Descargué el sable con todas mis fuerzas y la cabeza de quien había sido mi padre saltó por los aires, cayendo varios metros más allá sobre el suelo de roble, con un extraño rugido que no sé de dónde pudo haber brotado. El cuerpo decapitado se agitó, moviéndose repentina y furiosamente en todas direcciones y golpeándome con tal violencia que me partió los labios y me arrojó sobre la mesa, provocándome una brecha en la cabeza. Pero al cabo, tras varios golpes y vueltas sin sentido, agotadas sus fuerzas y sin cabeza que lo guiase, se desplomó de bruces.
Sintiendo que la espalda se me quebraba, logré arrastrarme y estirar el brazo hasta donde había caído el sable ensangrentado y reculé de nuevo hasta apoyarme en la pared, aferrándolo jadeante y sin perder de vista el cadáver que yacía a mis pies.
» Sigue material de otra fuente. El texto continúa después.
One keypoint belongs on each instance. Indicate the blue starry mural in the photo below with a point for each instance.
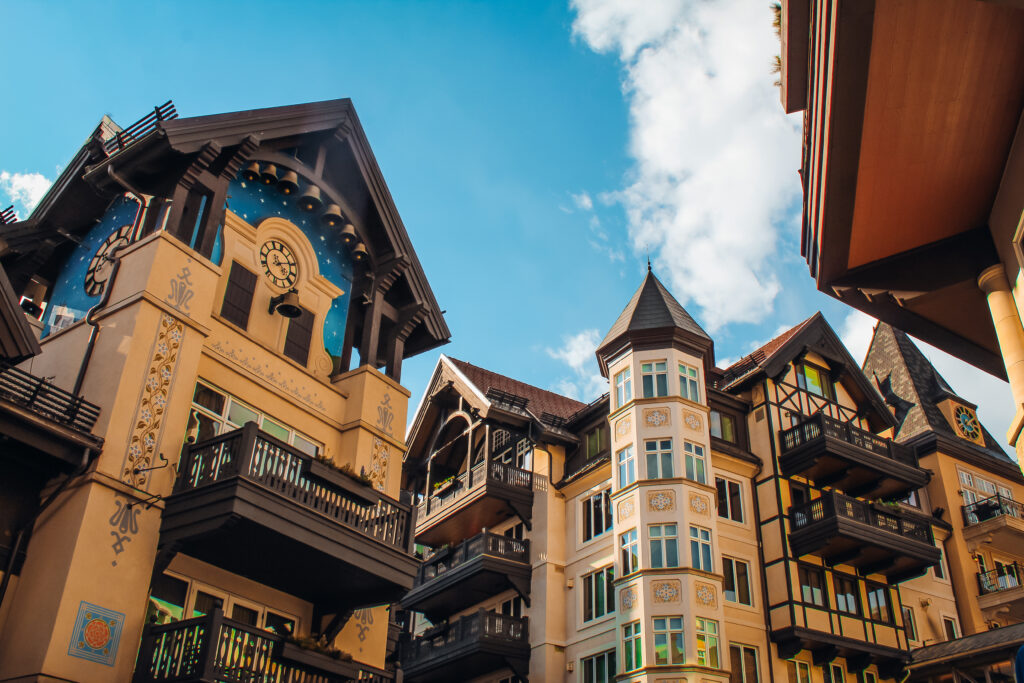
(255, 202)
(72, 297)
Así pasé varios minutos en aquel lugar donde había caído, entre la mesa y la ventana, contemplando el cuerpo sin vida del zombi, notando mi propia sangre empapándome el rostro y llenándome la boca, pero apuntando al cadáver con el sable firmemente asido con las dos manos, como si temiera que se fuera a levantar de un momento a otro de nuevo. «Cortar miembros y fuego. He aquí la fórmula», decían. Bien, yo había cortado el miembro más importante, su cabeza, y había dejado aquella cosa desangrándose sobre la alfombra de pelo de oveja del gabinete.
Por fin me levanté, bastante rato después, pero aún jadeante y estremecida por lo sucedido. Escupí en el suelo una bola de sangre, me limpié la boca con la manga del camisón, clavé el sable en la mesa y tomé la pluma para completar la historia que mi padre, Jim Hawkins, estaba escribiendo: la verdadera historia de la Isla del Tesoro, una historia fabulosa que habían comenzado una madre y su hijo con la llegada de un pirata a la posada del «Almirante Benbow».
Y que iba a terminar la hija de quien la vivió, en las ruinas de esa misma posada, cuando diese muerte a Gray la noche siguiente.